Jesus faces death to bring us hope
To face death apart from God is the most tragic of all human predicaments.  Many face death unaware that they are about to experience the judgement of the God they have ignored.  Yet I have had the privilege of being at many funerals where the sorrow of loss was mingled with a confident joy that the deceased is now far happier than they ever were in life.  They are now in the presence of the God they love. 
How can we be confident that God is with us as we pass from this life?  After all, like Saul, we have ignored God every day! 
The writer to the Hebrews says, ‘today, if you hear God’s voice, do not harden your hearts.’  Biblical repentance is a gift of God where (unlike Saul) we offer no excuses for our sin but rejoice in the truth that God will not despise a broken and contrite heart (Psalm 51:17).  Biblical repentance is about acknowledging our guilt and trusting the one who has taken the punishment we deserve.  The difference between the Christian and Saul is not the absence of sin but what we do with our sin.  The Christian trusts in the loving God who gave his Son to die for me while I was till his enemy.
You see, the major lesson from the life of Saul is that we need a better king.  The people had rejected God’s rule over them when they demanded a worldly king, in order to appear as impressive as the other nations.  They got a king that reflected their own rebellious hearts.  It was a disaster'
But there is another king, a king who perfectly reflects the heart of God.  Like King Saul, Jesus was deeply troubled the night before he died.  In a walled garden he sweated drops of blood.  The next day he was pinned to a cross, where the physical pain was surpassed by the spiritual despair.  Darkness fell in the afternoon, and the Son of God cried out, ‘My God, my God, why have your forsaken me?’  Because Jesus was forsaken in death, Saul’s experience need never be ours.  In Christ alone we will not face death alone.  Jesus promised never to drive away anyone who comes to him.  Let his love melt your heart and give you hope.    

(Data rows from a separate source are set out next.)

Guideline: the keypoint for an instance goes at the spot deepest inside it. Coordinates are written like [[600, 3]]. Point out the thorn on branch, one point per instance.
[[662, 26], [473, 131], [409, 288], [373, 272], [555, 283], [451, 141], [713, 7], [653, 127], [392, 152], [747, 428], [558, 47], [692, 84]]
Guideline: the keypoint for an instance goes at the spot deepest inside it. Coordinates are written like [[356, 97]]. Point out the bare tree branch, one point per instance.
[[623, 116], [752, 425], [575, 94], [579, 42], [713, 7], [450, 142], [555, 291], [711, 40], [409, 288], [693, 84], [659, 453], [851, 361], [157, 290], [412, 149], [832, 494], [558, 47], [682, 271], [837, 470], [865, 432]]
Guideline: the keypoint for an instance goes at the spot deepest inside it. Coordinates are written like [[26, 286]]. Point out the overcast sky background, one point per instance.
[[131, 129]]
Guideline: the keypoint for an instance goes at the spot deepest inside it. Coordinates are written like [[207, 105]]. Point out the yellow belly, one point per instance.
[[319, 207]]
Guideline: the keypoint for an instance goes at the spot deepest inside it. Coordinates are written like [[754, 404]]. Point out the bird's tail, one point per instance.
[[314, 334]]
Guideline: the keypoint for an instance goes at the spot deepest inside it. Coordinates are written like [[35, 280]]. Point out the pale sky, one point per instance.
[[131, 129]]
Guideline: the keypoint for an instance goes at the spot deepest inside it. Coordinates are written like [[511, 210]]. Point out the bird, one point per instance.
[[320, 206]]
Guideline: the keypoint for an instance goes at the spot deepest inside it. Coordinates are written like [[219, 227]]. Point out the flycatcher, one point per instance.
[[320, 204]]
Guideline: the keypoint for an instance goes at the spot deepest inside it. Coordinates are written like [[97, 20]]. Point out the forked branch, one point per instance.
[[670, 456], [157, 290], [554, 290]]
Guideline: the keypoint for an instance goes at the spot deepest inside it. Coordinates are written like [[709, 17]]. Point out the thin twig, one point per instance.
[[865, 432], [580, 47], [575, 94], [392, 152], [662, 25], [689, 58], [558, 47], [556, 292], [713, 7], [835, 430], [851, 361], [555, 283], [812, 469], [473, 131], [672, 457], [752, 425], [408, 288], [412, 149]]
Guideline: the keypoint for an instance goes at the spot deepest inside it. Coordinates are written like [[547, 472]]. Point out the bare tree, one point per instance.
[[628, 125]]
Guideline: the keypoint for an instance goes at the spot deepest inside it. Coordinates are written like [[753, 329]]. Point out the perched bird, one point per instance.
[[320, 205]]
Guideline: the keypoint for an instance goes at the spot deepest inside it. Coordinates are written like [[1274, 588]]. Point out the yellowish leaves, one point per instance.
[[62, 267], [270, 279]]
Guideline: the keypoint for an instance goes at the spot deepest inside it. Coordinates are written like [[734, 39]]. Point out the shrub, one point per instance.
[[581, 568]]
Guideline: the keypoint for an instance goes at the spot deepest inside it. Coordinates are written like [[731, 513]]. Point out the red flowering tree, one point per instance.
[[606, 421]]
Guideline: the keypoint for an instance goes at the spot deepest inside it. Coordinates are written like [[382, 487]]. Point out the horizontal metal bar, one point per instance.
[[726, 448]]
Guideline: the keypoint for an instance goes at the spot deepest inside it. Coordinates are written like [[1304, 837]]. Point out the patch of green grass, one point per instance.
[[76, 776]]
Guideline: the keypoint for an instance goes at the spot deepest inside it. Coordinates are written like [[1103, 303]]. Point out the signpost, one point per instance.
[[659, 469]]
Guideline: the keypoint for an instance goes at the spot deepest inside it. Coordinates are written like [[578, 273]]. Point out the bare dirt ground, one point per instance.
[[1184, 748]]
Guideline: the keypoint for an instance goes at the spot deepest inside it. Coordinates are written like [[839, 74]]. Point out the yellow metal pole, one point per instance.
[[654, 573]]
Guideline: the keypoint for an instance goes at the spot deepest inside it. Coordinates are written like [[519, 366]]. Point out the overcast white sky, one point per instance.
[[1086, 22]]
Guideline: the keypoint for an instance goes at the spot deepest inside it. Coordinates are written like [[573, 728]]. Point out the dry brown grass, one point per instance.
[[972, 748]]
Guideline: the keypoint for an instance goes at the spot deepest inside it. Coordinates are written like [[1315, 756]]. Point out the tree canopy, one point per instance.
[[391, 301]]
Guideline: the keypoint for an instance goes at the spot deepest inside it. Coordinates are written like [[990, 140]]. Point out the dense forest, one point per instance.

I began this sermon by telling you of a woman who faced a six-hour operation with words from the prophet Isaiah on her lips.  Let me finish with a few more words from Isaiah.  God says, ‘I live in a high and holy place, but also with the one who is contrite and lowly in spirit, to revive the spirit of the lowly and revive the heart of the contrite’ (57:15).
The Christian should be the most humble person in the world.  We deserve what Saul experienced, but Jesus died so that we would not have to.  Yet sadly, people often see us a self-righteous and proud.  We know that our guilt was so serious that Jesus had to be forsaken in death to take the punishment we deserved.  We don’t need to offer excuses when we are confronted with out failings.  Instead we should rejoice in the truth that the Son of God loved me, and gave himself for me, and so I will never face any crisis alone.